Le Pentagone envisage une réduction de la présence militaire américaine dans le Golfe après la fin de la guerre en Iran : rapport
Washington DC [États-Unis] : Alors que le conflit entre les États-Unis et l’Iran continue de se développer, le Pentagone évalue sa présence militaire en Asie occidentale, envisageant une éventuelle réduction. Le Washington Post rapporte que huit responsables proches du processus ont indiqué que cette analyse n’est pas encore une révision formelle et portera sur divers aspects, y compris la décision de réparer les bases endommagées par les frappes iraniennes.
Le ministère américain de la Défense se concentre particulièrement sur un possible retrait des troupes du Golfe Persique, où plusieurs bases ont subi d’importants dommages ces derniers mois. Cela donne au Pentagone l’occasion de repenser son empreinte militaire dans la région, l’endommagement des infrastructures invitant à une réévaluation des stratégies opérationnelles.
Selon des sources, avant toute décision, de vastes discussions devront avoir lieu, bien que le secrétaire à la Défense, Pete Hegseth, n’ait pas encore initié de révision formelle. Un haut responsable du Pentagone a qualifié l’évaluation en cours de « planification prudente », qui orientera éventuellement les décisions futures concernant les efforts de reconstruction des bases touchées pendant le conflit.
Actuellement, le Commandement central américain maintient une force d’environ 40 000 soldats répartis sur près de 20 sites, allant de la Jordanie à Oman. Depuis le début de l’année, une accumulation militaire dans la région a été observée, impliquant des navires de guerre, des chasseurs et des systèmes de défense aérienne visant à protéger les forces américaines et à mener une campagne vaste contre les actifs iraniens.
Historiquement, les partenaires régionaux ont compté sur les capacités militaires américaines pour leur défense. Un retrait significatif des forces américaines pourrait rendre ces nations vulnérables aux agressions iraniennes, nécessitant un investissement à long terme dans leurs propres systèmes de défense ou une collaboration avec d’autres nations pour combler d’éventuelles lacunes.
Les discussions internes au Pentagone reflètent une division parmi les différentes factions concernant les stratégies militaires. Certains plaident en faveur d’interventions militaires soutenues, tandis que d’autres soutiennent un recalibrage des engagements afin de se concentrer davantage sur la défense du territoire américain et sur la lutte contre les menaces des rivaux mondiaux comme la Chine.
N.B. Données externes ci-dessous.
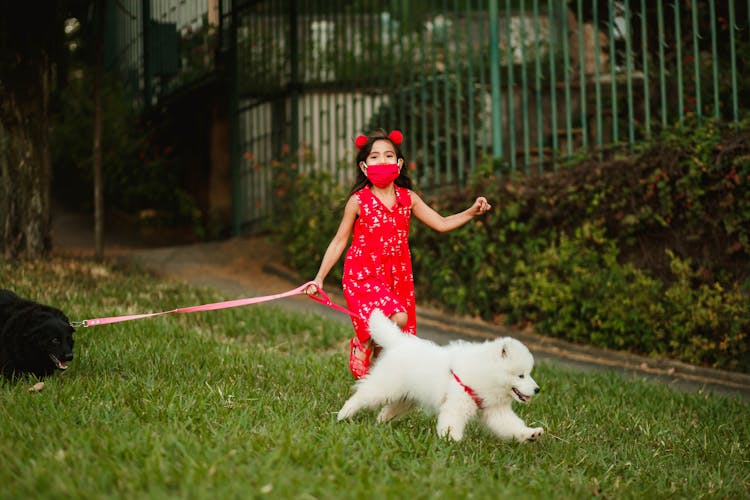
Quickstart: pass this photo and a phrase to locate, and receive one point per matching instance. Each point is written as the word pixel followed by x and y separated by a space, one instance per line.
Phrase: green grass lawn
pixel 242 403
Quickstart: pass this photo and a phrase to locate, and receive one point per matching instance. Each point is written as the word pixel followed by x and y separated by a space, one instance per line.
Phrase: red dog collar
pixel 469 391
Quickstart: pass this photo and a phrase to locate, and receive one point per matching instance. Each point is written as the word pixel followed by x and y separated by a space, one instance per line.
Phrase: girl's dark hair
pixel 361 181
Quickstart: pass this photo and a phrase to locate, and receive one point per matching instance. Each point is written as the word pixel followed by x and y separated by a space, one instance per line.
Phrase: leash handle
pixel 324 299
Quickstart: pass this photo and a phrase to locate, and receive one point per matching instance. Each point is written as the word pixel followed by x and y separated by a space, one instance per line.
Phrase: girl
pixel 377 267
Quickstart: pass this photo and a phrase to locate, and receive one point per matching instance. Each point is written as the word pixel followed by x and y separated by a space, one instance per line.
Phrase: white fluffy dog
pixel 458 381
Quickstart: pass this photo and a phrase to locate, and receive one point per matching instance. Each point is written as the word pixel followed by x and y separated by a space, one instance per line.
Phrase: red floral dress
pixel 377 267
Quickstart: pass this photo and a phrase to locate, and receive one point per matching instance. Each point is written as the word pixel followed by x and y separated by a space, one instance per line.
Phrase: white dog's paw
pixel 393 410
pixel 346 411
pixel 530 434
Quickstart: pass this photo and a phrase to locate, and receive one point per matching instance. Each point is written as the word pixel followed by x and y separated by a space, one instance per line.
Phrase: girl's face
pixel 382 152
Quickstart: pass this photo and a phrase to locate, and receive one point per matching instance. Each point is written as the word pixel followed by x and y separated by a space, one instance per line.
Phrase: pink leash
pixel 217 305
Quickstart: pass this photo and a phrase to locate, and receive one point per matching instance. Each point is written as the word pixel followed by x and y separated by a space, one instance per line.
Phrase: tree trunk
pixel 97 140
pixel 25 171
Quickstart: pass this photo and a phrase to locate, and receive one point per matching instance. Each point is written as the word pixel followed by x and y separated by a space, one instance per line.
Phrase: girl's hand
pixel 313 288
pixel 480 206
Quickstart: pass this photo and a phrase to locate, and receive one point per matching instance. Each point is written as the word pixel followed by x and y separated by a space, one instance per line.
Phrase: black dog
pixel 34 338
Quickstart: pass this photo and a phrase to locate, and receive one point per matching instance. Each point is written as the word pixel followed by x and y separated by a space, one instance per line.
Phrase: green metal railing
pixel 519 85
pixel 159 46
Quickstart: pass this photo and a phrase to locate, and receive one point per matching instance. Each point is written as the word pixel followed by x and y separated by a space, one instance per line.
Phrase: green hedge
pixel 647 252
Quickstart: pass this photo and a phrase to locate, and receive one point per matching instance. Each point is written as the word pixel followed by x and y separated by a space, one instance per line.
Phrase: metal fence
pixel 517 85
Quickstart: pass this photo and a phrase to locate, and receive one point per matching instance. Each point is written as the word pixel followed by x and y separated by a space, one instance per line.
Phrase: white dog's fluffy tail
pixel 385 332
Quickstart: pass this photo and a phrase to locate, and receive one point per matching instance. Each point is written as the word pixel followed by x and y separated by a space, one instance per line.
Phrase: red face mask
pixel 382 174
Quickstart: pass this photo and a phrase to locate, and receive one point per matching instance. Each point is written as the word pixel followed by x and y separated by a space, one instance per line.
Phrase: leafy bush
pixel 310 207
pixel 139 172
pixel 577 290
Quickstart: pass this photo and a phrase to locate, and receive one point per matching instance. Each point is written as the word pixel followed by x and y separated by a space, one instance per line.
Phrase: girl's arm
pixel 338 243
pixel 431 218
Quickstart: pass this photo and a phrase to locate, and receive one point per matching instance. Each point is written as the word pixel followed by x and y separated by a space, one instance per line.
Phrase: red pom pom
pixel 396 137
pixel 360 141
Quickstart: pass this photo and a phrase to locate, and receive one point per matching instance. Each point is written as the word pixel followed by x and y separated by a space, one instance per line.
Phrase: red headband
pixel 395 136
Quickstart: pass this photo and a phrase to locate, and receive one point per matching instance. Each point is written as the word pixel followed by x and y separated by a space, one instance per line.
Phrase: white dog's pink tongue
pixel 522 397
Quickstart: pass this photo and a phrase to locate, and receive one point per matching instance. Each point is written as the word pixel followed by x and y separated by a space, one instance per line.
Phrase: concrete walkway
pixel 247 267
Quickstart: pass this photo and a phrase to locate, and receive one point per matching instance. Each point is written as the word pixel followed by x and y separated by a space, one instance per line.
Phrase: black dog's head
pixel 53 338
pixel 34 338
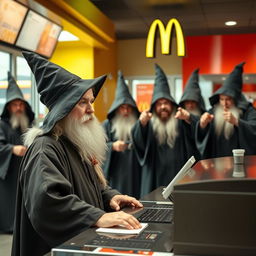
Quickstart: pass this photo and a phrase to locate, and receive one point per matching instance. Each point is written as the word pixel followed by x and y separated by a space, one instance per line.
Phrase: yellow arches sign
pixel 165 38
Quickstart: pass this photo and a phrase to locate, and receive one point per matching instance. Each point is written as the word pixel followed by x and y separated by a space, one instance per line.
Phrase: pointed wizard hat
pixel 13 92
pixel 122 96
pixel 59 89
pixel 231 87
pixel 192 91
pixel 161 88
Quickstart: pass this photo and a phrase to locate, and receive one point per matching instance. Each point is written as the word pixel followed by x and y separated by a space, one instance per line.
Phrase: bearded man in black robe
pixel 17 116
pixel 62 190
pixel 159 138
pixel 121 166
pixel 193 102
pixel 230 124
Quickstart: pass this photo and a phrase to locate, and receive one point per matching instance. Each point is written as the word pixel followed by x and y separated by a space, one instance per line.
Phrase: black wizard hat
pixel 161 88
pixel 232 87
pixel 59 89
pixel 122 96
pixel 13 92
pixel 192 91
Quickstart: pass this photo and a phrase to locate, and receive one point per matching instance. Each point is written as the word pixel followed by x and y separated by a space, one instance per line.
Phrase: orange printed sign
pixel 144 94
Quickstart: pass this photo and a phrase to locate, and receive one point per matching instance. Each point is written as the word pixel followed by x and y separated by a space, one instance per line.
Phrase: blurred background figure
pixel 16 117
pixel 230 124
pixel 121 167
pixel 192 99
pixel 193 102
pixel 159 138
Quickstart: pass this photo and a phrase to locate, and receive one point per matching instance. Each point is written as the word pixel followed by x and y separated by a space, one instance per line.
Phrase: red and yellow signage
pixel 165 38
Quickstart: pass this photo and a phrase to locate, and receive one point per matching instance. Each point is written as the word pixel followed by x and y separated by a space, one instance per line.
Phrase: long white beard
pixel 166 132
pixel 121 126
pixel 89 137
pixel 195 112
pixel 19 121
pixel 222 126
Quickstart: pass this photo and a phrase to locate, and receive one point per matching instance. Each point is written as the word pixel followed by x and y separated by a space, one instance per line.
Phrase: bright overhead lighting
pixel 230 23
pixel 67 36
Notamment, l’amiral Bradley Cooper, chef du Commandement central américain, a participé aux délibérations sur le repositionnement des troupes américaines loin du Golfe. Cependant, un porte-parole du Commandement central a évité de commenter l’analyse en cours.
Avant le conflit qui a débuté en février, une évacuation stratégique de plusieurs bases américaines, jugées trop vulnérables aux frappes iraniennes, avait déjà eu lieu. Les changements dans le déploiement des troupes pourraient se poursuivre après le conflit, soulignant un déplacement de la position militaire qui pourrait modifier les perceptions de la préparation des États-Unis dans la région.
Alors que ces discussions évoluent, plusieurs acteurs internes soulignent que des ajustements significatifs de la posture militaire américaine nécessiteront une approbation de haut niveau. De plus, le Pentagone estime actuellement que les coûts financiers du conflit pourraient atteindre environ 37,5 milliards de dollars d’ici la fin septembre, sans inclure les coûts potentiels de restauration des bases dans la région.